I would dread being taught by someone if it was evident that they didn't know their stuff, or if they weren't inspirational. My favourite bit about teaching was seeing their little faces light up when they were fired up about a topic, or the penny dropping that moment of understanding.
I have joined several free courses over the last few weeks, and am enjoying them all bar one. There is one tutor I don't find inspiring, so I've dropped that course. It's great having the time to do courses. Not having to pay for once, is brill.
Writing one book isn't, in itself, automatically a qualification to teach writing. Most first novelists struggle a lot with a first book. If they've written it in multiple drafts over years, they may not even be sure how they actually did it. They may not yet have a process.
Sure, they can share some useful experiences, and the fact of being published means they are at a level where they can teach craft. I taught on an MA course where two other lecturers had written one published novel apiece, and while they were capable of teaching craft, they were hazy on structure and process (essential for writing a novel).
Students would ask how to plot or how to plan character arcs and these two lecturers would say something like "Oh, just go with the flow," or "It just comes together." Such comments are not helpful and students complained to me. They wanted to learn about plot movements and how to use chapters but these lecturers had written their own books haphazardly. It can be done, but it can't really be taught.
I think a good writing teacher is someone who has written at least two published novels, but who is also a person that is able to explain the process beyond the solely personal. It's important to understand the struggles writers go though as they try to understand narrative perspective, for example.
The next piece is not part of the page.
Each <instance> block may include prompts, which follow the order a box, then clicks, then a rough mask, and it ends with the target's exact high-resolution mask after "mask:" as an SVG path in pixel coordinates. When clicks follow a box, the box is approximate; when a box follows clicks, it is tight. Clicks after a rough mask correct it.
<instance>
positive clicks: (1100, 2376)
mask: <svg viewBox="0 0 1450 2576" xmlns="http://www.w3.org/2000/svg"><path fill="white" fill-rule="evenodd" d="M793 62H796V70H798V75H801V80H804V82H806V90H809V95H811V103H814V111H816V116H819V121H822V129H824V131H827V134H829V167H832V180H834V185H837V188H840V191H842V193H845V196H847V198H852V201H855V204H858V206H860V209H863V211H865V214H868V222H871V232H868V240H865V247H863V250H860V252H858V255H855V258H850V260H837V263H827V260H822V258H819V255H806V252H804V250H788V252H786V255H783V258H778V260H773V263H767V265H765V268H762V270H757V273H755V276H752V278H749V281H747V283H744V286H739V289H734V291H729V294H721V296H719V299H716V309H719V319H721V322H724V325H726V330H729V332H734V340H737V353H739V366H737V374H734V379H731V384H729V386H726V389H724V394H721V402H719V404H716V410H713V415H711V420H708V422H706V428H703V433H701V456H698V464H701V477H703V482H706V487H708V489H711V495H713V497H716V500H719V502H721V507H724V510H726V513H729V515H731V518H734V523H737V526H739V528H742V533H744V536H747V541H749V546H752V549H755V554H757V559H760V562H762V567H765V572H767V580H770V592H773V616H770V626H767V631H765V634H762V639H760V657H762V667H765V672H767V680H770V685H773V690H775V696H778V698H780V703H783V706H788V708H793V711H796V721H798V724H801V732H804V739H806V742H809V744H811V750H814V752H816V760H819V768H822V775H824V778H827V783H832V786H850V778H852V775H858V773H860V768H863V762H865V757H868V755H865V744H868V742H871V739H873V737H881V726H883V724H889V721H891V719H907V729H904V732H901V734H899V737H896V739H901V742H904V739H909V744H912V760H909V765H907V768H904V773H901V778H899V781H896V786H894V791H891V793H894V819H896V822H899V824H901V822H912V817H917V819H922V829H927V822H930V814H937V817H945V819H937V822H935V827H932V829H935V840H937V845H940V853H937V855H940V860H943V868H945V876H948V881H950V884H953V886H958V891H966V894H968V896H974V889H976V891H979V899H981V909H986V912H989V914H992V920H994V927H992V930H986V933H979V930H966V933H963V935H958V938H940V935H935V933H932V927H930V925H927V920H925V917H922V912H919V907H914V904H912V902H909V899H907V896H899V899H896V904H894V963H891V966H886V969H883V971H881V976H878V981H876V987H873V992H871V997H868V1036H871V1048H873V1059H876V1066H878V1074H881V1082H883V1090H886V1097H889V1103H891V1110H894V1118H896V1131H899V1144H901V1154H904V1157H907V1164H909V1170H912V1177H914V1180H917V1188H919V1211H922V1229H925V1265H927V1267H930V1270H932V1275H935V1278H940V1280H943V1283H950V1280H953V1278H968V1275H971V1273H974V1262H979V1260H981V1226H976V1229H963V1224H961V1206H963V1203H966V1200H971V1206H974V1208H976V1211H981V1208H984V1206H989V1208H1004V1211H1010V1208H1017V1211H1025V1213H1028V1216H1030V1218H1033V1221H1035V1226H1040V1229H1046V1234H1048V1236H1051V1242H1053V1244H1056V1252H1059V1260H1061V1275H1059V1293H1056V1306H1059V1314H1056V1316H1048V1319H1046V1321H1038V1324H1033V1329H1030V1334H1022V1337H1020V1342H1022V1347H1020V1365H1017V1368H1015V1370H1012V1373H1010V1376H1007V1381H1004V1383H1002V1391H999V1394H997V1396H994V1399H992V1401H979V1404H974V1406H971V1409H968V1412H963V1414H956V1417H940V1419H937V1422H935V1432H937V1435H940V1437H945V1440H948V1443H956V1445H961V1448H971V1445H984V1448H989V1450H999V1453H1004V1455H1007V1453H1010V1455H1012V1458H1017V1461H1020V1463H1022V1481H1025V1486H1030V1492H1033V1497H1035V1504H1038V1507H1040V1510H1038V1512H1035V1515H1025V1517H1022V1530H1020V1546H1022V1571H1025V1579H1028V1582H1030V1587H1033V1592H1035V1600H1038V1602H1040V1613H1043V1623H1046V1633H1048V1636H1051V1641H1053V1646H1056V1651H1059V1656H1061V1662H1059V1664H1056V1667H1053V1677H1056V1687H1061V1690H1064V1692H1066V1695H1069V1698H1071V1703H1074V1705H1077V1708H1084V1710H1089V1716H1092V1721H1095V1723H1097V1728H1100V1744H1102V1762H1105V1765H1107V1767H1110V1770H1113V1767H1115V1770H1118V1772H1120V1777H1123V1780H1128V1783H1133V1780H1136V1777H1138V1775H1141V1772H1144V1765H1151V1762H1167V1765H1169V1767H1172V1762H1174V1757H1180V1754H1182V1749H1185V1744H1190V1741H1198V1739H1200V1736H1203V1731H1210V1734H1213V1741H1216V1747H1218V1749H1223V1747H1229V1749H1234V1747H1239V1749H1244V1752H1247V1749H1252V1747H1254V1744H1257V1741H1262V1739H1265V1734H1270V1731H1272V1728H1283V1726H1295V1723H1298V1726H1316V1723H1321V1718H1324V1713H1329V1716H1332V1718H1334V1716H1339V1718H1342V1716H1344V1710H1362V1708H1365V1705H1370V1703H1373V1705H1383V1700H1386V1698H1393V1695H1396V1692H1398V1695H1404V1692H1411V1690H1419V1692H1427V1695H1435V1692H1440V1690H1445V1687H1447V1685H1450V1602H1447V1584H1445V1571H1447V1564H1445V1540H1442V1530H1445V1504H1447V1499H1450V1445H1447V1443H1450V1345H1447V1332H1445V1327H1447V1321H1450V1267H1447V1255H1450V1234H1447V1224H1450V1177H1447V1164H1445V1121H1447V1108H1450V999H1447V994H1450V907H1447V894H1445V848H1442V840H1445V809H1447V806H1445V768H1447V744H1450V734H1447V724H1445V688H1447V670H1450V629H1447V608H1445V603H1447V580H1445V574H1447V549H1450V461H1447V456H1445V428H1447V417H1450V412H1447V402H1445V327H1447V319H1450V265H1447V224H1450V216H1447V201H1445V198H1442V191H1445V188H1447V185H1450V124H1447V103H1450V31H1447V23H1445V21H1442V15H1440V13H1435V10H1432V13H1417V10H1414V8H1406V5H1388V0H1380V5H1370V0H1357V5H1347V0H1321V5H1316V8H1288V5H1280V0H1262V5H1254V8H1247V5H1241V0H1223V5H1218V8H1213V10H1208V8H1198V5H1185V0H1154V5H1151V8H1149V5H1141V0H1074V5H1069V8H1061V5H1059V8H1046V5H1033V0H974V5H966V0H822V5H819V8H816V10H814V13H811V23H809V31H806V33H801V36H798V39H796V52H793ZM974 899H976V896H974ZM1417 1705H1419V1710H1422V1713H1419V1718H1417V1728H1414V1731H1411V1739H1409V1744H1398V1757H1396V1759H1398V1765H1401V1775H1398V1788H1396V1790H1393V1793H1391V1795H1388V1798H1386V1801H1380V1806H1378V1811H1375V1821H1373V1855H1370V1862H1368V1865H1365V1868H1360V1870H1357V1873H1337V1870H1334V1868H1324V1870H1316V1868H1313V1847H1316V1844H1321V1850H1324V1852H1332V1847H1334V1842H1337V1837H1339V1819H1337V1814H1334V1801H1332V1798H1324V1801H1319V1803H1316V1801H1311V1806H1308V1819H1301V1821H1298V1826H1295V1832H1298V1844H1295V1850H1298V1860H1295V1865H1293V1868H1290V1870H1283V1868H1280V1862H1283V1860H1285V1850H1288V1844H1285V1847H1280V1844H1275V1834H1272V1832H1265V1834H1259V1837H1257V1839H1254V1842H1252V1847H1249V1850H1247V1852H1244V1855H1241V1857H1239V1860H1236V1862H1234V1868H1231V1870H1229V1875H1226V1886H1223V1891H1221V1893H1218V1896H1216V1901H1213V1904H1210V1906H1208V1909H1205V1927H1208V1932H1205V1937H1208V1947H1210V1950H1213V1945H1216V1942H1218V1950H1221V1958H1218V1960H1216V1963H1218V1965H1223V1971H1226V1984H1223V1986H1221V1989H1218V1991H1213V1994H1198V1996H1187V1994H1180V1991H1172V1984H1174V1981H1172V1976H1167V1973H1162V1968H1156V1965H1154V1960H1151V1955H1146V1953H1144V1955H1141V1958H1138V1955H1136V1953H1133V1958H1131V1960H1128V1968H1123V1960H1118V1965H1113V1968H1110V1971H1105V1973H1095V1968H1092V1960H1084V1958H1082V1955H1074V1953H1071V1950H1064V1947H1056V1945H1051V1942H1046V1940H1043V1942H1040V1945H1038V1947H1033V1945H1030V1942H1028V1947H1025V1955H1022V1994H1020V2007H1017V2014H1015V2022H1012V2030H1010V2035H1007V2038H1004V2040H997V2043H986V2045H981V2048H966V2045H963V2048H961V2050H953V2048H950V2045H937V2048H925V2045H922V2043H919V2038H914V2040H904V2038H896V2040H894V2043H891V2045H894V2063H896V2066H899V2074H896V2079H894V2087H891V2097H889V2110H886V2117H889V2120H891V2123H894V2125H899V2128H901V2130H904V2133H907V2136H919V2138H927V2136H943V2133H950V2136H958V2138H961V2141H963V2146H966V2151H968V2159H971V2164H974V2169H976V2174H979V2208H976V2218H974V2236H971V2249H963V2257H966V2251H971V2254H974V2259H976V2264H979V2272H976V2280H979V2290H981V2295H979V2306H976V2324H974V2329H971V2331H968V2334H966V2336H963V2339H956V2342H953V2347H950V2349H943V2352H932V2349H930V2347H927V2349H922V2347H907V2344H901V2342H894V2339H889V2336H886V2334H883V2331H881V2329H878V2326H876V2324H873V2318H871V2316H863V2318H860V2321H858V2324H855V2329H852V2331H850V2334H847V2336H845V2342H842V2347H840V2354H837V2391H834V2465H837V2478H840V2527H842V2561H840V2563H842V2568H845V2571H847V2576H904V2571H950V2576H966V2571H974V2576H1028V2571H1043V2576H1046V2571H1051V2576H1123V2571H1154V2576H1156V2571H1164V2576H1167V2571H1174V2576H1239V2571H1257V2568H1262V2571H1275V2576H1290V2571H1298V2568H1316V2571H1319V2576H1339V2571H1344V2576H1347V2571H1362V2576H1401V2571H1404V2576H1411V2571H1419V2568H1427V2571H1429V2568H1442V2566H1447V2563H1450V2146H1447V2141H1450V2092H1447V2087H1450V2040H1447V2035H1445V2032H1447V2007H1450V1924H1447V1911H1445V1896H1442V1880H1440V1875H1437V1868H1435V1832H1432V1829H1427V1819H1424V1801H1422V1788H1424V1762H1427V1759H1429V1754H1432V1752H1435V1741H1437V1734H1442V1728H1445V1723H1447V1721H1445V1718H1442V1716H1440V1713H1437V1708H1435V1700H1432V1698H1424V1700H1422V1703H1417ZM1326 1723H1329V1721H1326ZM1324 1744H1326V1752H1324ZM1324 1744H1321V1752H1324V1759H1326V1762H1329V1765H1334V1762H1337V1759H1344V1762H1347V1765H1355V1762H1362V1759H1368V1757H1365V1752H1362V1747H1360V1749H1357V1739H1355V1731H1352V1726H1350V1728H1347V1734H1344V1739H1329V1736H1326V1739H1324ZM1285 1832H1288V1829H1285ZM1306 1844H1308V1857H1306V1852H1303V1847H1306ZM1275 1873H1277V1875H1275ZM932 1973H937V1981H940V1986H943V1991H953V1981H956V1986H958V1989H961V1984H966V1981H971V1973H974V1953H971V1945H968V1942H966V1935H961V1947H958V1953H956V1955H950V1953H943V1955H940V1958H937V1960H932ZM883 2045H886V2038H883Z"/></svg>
I started teaching professionally after having three novels published and two others completed. I'd had seven years of full-time teaching experience before that and I was also working as an agency journalist.
There are many excellent writers who are not good teachers because they can't explain their process or because they're too introverted to stand in front of a class. The ideal teacher is a professional writer with the mentality of a student.
Alas, professional writing pays so little that anyone with a published book is likely to look for opportunities to capitalise on that. The danger – I've seen it many times – is that it's too easy to write one or two books and live off them forever as a teacher. I believe a really good teacher is one who is always writing and always learning.
I recall one occasion when a very famous writer came to address our MA students. Each student was allowed to present the writer with 1000 words for a verbal critique. This professional writer told one of my students that their work was excellent, and while the prose itself was very good, the student's novel was chaotic and totally unpublishable. Of course, the famous writer didn't know that. The problem: this student subsequently became unsupportable and wouldn't listen to any lecturers because "so-and-so says my work is excellent." The student went on to hand in a deeply flawed novel that was never going to be published because it was really two disparate ideas wodged clumsily together.
There are absolutely tons and tons and tons online free courses available atm.